Multiplex immunofluorescence staining was performed on 5-micron thick formalin fixed paraffin embedded (FFPE) tissue sections as previously described using a Bond RX autostainer.11 12 The target antigens, antibody clones, and dilutions for markers included in panels 1, 2, and 3 are listed in online supplemental table 3. Following staining, slides were manually counterstained with 4′,6-diamidino-2-phenylindole (DAPI) (NucBlue Fixed Cell ReadyProbes Reagent, Invitrogen, Carlsbad, California), washed with deionized water, air-dried, and mounted with ProLong Diamond Antifade Mountant (Invitrogen). Image acquisition was performed using the Vectra multispectral imaging platform (PerkinElmer, Hopkinton, Massachusetts). Representative regions of interest were selected, and two to six fields of view (FOV) in these regions were acquired at 20× resolution as multispectral images. Once the FOV were spectrally unmixed, cell identification was performed using supervised machine learning algorithms within Inform V.2.3 (PerkinElmer). Thresholds for ‘positive’ staining were set under pathologist supervision for each case, then used to calculate phenotyped cell densities.

Statistical analyses

Descriptive summaries for categorical patient and disease characteristics are presented using number and per cent; characteristics measured on a continuous scale are shown with mean, SD, minimum, median, and maximum. The proportions of patients with response or disease control are shown with 95% exact, binomial CI. Distributions of overall survival and time to disease progression are summarized using the method of Kaplan-Meier with 95% CI estimated using log(-log(endpoint)) methods. Median follow-up was estimated using the Kaplan-Meier method with an inverted censor.

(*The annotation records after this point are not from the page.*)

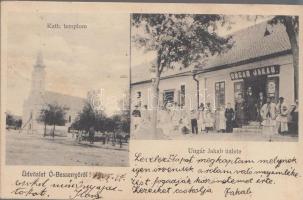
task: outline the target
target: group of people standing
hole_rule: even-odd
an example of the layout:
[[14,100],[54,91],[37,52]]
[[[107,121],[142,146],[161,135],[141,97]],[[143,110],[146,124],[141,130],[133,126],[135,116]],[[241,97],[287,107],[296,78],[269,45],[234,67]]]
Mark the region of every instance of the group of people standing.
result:
[[275,102],[274,97],[265,98],[263,92],[255,98],[250,87],[246,100],[241,93],[238,94],[235,113],[237,127],[257,121],[266,134],[296,133],[298,130],[298,102],[289,106],[283,97]]
[[[177,103],[168,103],[157,111],[157,127],[164,134],[171,133],[207,133],[209,131],[231,133],[234,127],[242,127],[250,122],[259,122],[266,134],[296,133],[298,130],[298,102],[290,107],[280,97],[275,103],[274,98],[265,98],[260,92],[256,100],[253,99],[251,89],[248,88],[246,99],[238,94],[235,109],[230,103],[216,109],[210,103],[200,104],[198,109],[185,109]],[[147,105],[136,106],[132,112],[133,128],[149,129],[151,110]]]

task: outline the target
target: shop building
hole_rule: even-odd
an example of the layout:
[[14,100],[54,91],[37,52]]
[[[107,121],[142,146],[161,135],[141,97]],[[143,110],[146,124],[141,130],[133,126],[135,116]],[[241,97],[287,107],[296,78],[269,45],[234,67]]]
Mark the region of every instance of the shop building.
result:
[[[174,101],[197,108],[211,103],[213,108],[235,106],[235,98],[247,89],[253,95],[262,92],[275,101],[280,96],[290,104],[294,99],[294,72],[289,39],[283,25],[259,23],[232,34],[233,47],[226,53],[210,57],[198,71],[171,70],[164,73],[159,86],[160,105]],[[132,69],[131,97],[133,105],[147,105],[151,91],[149,67]],[[145,70],[145,71],[144,71]]]

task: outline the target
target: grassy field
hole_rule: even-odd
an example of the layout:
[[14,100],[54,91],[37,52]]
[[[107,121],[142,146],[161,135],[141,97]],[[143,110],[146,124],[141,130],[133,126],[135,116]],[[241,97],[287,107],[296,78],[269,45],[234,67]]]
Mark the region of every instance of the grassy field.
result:
[[7,165],[128,166],[128,144],[78,143],[72,137],[43,137],[6,131]]

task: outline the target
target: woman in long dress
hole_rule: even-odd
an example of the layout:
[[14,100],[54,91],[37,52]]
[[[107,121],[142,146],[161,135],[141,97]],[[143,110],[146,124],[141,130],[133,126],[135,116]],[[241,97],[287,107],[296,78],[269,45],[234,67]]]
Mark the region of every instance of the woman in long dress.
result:
[[205,131],[204,109],[204,104],[201,103],[198,110],[198,128],[200,129],[201,133]]
[[226,130],[226,118],[224,106],[218,110],[218,131],[224,133]]
[[206,103],[205,111],[204,111],[204,125],[205,132],[207,133],[209,130],[214,127],[214,117],[212,113],[212,109],[210,107],[210,103]]
[[236,99],[235,111],[237,126],[242,127],[245,124],[245,101],[241,93],[238,94]]
[[272,136],[276,133],[276,105],[267,98],[266,104],[261,108],[262,132],[265,135]]

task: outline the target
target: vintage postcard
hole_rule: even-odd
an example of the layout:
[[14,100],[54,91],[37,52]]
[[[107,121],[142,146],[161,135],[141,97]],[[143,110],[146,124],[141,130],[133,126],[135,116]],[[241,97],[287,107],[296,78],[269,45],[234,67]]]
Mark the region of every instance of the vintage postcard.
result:
[[1,3],[1,199],[303,198],[302,6]]

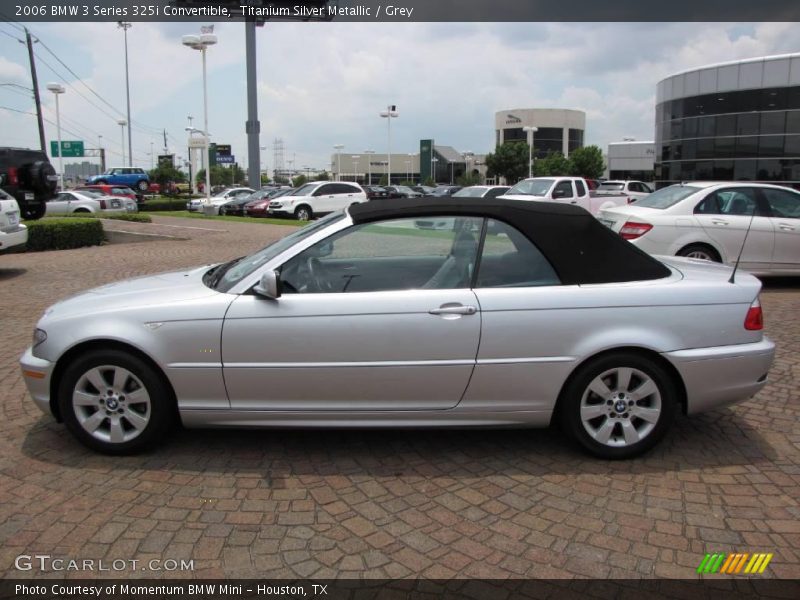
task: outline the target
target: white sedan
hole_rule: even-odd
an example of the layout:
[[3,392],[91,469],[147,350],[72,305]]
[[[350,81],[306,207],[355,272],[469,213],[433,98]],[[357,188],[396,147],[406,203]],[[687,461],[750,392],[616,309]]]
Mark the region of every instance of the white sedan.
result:
[[136,200],[121,196],[105,196],[98,192],[59,192],[47,201],[45,215],[68,215],[72,213],[137,212]]
[[598,218],[649,254],[733,265],[741,251],[741,267],[752,273],[800,275],[800,193],[786,187],[672,185],[635,204],[605,209]]

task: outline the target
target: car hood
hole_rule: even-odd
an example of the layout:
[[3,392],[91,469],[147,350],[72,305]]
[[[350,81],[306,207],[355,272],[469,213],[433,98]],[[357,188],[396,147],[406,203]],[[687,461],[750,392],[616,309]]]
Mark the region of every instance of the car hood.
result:
[[[126,279],[71,296],[51,306],[45,315],[49,318],[90,315],[127,309],[146,309],[143,315],[163,319],[172,310],[195,301],[203,302],[225,296],[203,283],[203,275],[210,265],[187,271],[174,271]],[[232,299],[232,297],[231,297]]]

Analyses of flow cytometry and Luminex data were performed using longitudinal mixed models over four time points (pretreatment, 1 month, 2 months, and 3 months post-treatment) and allowed for the correlated measurements within each patient. The dependent variable was log2 of the marker; the independent predictor was time. Flow cytometry models also adjusted for possible batch effects, whereas all Luminex data were run in one batch. Comparisons between time points were estimated using contrasts and are summarized with 95% CI. Analyses were conducted using SAS V.9.4. Statistical significance was defined as p≤0.05. There were no corrections for multiple comparisons.